Re: [PATCH 3/5] lib: lockless generic and arch independent page table (gpt) v2.

From: Linus Torvalds
Date: Thu Nov 13 2014 - 18:50:14 EST


On Mon, Nov 10, 2014 at 3:53 PM, Linus Torvalds
<torvalds@xxxxxxxxxxxxxxxxxxxx> wrote:
>
> So I am fine with that, it's the details that confuse me. The thing
> doesn't seem to be generic enough to be used for arbitrary page
> tables, with (for example) the shifts fixed by the VM page size and
> the size of the pte entry type. Also, the levels seem to be very
> infexible, with the page table entries being the simple case, but then
> you have that "pdep" thing that seems to be just _one_ level of page
> directory.

Ok, so let me just put my money where my mouth is, and show some
example code of a tree walker that I think is actually more generic.
Sorry for the delay, I got distracted by other things, and I wanted to
write something to show what I think might be a better approach.

NOTE NOTE NOTE! I'm not saying you have to do it this way. But before
I even show the patch, let me show you the "tree descriptor" from my
stupid test-program that uses it, and hopefully that will show what
I'm really aiming for:

struct tree_walker_definition x86_64_def = {
.total_bits = 48,
.start = 0,
.end = 0x7fffffffffff,
.levels = {
{ .level_bits = 9, .lookup = pgd_lookup },
{ .level_bits = 9, .lookup = pud_lookup },
{ .level_bits = 9, .lookup = pmd_lookup },
{ .level_bits = 9, .walker = pte_walker }
}
};

so basically, the *concept* is that you can describe a real page table
by actually *describing* it. What the above does is tell you:

- the amount of bits the tables can cover (48 is four levels of 9
bits each, leaving 12 bits - 4096 bytes - for the actual pages)

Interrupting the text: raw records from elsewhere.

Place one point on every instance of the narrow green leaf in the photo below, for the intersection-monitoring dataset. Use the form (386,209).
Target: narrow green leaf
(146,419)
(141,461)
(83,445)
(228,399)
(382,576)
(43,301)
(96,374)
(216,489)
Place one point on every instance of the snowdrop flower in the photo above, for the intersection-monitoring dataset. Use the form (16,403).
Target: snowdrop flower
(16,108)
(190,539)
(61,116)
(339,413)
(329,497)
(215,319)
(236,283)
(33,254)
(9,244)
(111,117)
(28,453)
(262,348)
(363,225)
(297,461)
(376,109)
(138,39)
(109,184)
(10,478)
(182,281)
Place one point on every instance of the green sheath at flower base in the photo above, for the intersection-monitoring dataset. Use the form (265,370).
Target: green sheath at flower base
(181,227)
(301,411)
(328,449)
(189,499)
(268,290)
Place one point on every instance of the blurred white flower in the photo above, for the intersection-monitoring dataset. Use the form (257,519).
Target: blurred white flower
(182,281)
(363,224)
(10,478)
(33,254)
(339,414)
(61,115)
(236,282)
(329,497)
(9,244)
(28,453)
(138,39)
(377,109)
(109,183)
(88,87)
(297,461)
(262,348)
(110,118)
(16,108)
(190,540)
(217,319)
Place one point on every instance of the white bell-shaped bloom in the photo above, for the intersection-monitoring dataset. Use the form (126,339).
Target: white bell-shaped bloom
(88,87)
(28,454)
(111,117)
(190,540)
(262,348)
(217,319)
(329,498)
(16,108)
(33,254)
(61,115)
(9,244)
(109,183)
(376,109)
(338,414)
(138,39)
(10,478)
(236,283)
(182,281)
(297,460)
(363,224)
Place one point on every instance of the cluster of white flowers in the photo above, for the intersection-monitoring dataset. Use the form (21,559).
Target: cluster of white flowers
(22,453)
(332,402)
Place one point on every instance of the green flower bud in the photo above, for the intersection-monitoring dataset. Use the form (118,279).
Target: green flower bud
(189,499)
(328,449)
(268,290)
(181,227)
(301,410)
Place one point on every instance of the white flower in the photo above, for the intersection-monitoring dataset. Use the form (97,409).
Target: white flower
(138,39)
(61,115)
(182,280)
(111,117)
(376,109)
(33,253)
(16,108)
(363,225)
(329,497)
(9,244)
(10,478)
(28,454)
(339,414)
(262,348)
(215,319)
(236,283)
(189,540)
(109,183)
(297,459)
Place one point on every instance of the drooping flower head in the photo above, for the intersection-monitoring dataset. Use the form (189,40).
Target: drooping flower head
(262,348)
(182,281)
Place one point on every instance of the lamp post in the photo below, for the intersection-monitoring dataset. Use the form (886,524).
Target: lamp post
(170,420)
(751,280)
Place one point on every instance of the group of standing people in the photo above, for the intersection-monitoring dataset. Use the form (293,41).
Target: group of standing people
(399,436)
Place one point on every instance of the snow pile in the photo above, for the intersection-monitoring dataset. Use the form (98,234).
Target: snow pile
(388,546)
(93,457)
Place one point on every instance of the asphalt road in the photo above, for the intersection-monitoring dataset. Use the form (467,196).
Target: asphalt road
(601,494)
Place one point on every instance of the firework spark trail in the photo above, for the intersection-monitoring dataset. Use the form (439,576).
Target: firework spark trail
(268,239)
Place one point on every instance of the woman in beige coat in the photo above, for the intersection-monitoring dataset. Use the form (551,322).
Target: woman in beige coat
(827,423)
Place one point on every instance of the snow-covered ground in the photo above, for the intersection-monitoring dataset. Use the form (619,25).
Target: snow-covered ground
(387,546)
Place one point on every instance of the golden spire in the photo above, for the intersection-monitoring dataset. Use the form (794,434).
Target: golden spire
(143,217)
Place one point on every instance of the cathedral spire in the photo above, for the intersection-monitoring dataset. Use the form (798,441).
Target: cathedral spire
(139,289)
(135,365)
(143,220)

- limit the range that can be walked (this isn't really all that
important, but it does, for example, mean that the walker will
fundamentally refuse to give access to the kernel mapping)

- show how the different levels work, and what their sizes are and
how you look them up or walk them, starting from the top-most.

Anyway, I think a descriptor like the above looks *understandable*. It
kind of stands on its own, even without showing the actual code.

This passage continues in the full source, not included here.